More than that, there are certain germs that are even killed off at a temperature of 104, 105 or 106, so that nowadays instead of reducing fever, we actually use it as a form of treatment.

This method was discovered when an outbreak of erysipelas occurred in an asylum, and a great many patients with paresis were completely cured after having had erysipelas. Instead of using erysipelas in the form of treatment, however, the director began to use malaria, which produces very high temperature and which can be easily controlled. They bred malaria germs in test tubes and inoculated them into patients. After several paroxysms when the temperature was raised to a high place, the malaria was killed off with quinine and the patient was no worse off.

The latest form of this treatment is to use what is known as a “hyperpyrezer,” in which diathermy, an electrical form of heat, is employed.
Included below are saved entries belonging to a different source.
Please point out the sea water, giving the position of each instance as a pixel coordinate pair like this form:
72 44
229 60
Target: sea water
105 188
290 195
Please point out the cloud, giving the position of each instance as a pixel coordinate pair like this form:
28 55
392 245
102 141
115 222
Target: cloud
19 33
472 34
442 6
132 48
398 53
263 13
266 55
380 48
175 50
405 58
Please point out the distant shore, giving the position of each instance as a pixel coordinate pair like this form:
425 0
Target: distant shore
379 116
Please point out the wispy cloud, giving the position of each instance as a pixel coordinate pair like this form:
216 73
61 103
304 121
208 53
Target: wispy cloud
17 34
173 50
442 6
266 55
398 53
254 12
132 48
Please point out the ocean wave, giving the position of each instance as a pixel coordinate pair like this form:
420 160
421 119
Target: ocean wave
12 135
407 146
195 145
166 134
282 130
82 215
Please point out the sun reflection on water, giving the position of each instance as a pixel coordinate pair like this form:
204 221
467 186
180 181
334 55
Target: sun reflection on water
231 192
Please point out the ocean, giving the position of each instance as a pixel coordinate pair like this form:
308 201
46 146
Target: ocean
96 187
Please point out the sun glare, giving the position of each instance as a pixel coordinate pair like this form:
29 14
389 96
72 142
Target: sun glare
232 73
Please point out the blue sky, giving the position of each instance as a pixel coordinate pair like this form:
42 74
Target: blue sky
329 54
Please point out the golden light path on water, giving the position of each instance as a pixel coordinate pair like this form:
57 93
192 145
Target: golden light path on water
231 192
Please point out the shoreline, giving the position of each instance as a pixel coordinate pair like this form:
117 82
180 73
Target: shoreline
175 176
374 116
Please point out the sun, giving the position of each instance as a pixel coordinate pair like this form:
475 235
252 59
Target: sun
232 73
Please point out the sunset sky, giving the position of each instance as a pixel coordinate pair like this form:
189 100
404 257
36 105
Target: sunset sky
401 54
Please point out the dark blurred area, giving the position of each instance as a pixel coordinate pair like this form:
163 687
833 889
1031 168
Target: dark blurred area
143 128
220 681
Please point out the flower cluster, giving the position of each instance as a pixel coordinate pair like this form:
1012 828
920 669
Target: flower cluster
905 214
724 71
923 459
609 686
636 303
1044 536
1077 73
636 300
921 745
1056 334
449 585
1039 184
The patient is put into a cabinet lying down, with just the head out and, as the saying goes, “The heat is turned on.” This produces temperature up to 105 and 106 for a few hours, and is just as good as a malarial chill without the trouble of infecting the patient with malaria.

The treatment is used in paresis and several forms of nervous disease. Recently it has been extended to other diseases, one being St. Vitus’ dance, “chorea.” The case which started this form of treatment was somewhat similar to the erysipelas cases just described. A child was observed at Bellevue hospital to show no improvement on the regular form of treatment for chorea, but when, from some infection, he got a temperature of 106, the chorea promptly stopped. A number of cases have been treated along these lines with what appears to be very gratifying results.

It is probable that a very considerable number of diseases may be found responsive to this treatment.